De hecho, Jesús declara repetidamente que todo lo que poseemos y aun lo que vamos a poseer debe someterse a su uso, seamos pobres o ricos.
No pasó mucho tiempo antes de este episodio de la unción que Jesús elogió a una viuda indigente que contribuyó con dos pequeñas monedas al servicio de Dios: “ésta, de su pobreza echó todo lo que tenía, todo su sustento” (Marcos 12:44). En otra ocasión, Jesús, con un corazón de amor, pidió a un joven rico: “Anda, vende todo lo que tienes, y dalo a los pobres” (Marcos 10:21). Mientras este hombre rico no pudo hacer un sacrificio así, Pedro y los discípulos sí lo hicieron: “He aquí, nosotros lo hemos dejado todo, y te hemos seguido”, testificaron ante el Señor (Marcos 10:28). Estas almas devotas recibieron la bendición de Cristo y la promesa de vida eterna (Marcos 10:29-30).
En la declaración más clara de todas, Jesús anunció: “Así, pues, cualquiera de vosotros que no renuncia a todo lo que posee, no puede ser mi discípulo” (Lucas 14:33). La decisión de convertirse en cristiano, por una parte, es una decisión de poner todas las posesiones de uno a disposición de Dios. Cuando nos bautizamos en Cristo, ¡tal vez deberíamos asegurarnos de que nuestras carteras permanezcan en nuestros bolsillos!
¿Qué significa “dejar todo”?
¿Había discípulos ricos en el primer siglo? Sí. Pero a estos cristianos se les instó: “sean ricos en buenas obras, generosos y prontos a compartir” (1 Timoteo 6:17-19, LBLA). Estar “prontos” a compartir significa que la decisión de compartir con los necesitados, especialmente con los creyentes (Gálatas 6:10), se tomó hace mucho tiempo, y cuando surge la oportunidad, no hay duda. Tales personas mentalmente, dentro de su corazón, ya han “dejado todo”.
Por lo tanto, leemos de muchas demostraciones dadivosas de generosidad en el Nuevo Testamento: “No había, pues, ningún necesitado entre ellos, porque todos los que poseían tierras o casas las vendían, traían el precio de lo vendido, y lo depositaban a los pies de los apóstoles, y se distribuía a cada uno según su necesidad” (Hechos 4:34-35, LBLA). Incluso entre los cristianos con menos recursos, la generosidad de dar fue notable: “Ahora, hermanos, deseamos haceros saber la gracia de Dios que ha sido dada en las iglesias de Macedonia; pues en medio de una gran prueba de aflicción, abundó su gozo, y su profunda pobreza sobreabundó en la riqueza de su liberalidad” (2 Corintios 8:1-2, LBLA).
Tendremos que elegir
Ya sea al dar a los necesitados, hacer ofrendas regulares al servicio del Señor (1 Corintios 16:1-2; Filipenses 4:15-16) o simplemente tener un estilo de vida más simple porque uno ha rechazado las formas mundanas de ambición, avaricia y la confianza en las riquezas, nuestro compromiso con Dios y nuestros bolsillos inevitablemente encontrarán conflicto.

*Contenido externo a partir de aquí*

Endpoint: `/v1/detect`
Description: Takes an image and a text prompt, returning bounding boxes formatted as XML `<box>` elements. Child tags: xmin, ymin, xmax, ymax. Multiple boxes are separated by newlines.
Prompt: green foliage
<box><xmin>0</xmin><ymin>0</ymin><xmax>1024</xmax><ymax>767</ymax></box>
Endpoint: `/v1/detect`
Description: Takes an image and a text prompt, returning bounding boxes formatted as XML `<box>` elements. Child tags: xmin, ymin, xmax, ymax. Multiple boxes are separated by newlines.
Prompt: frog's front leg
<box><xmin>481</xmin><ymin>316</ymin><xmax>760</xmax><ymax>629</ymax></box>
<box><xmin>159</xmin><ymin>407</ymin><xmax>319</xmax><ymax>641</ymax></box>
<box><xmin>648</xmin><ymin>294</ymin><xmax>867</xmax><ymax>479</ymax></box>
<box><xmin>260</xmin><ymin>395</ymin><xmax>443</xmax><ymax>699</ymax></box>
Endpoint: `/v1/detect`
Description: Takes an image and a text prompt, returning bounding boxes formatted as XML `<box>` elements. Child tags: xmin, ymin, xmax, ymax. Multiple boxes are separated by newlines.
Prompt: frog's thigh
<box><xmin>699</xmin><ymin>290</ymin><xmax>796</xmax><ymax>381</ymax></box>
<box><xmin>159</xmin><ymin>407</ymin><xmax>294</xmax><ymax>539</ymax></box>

Dejemos que nuestras decisiones financieras se rijan enteramente por la convicción de que Jesús es Rey, y que no somos más que viajeros en el mundo con nuestros tesoros en el cielo. Que los observadores juzguen que somos derrochadores y extravagantes al servicio de los demás. Sólo lo habremos hecho como lo hizo la mujer que ungió a Jesús. Nuestra fe brillará, y habremos glorificado a Cristo por encima de la plata y el oro.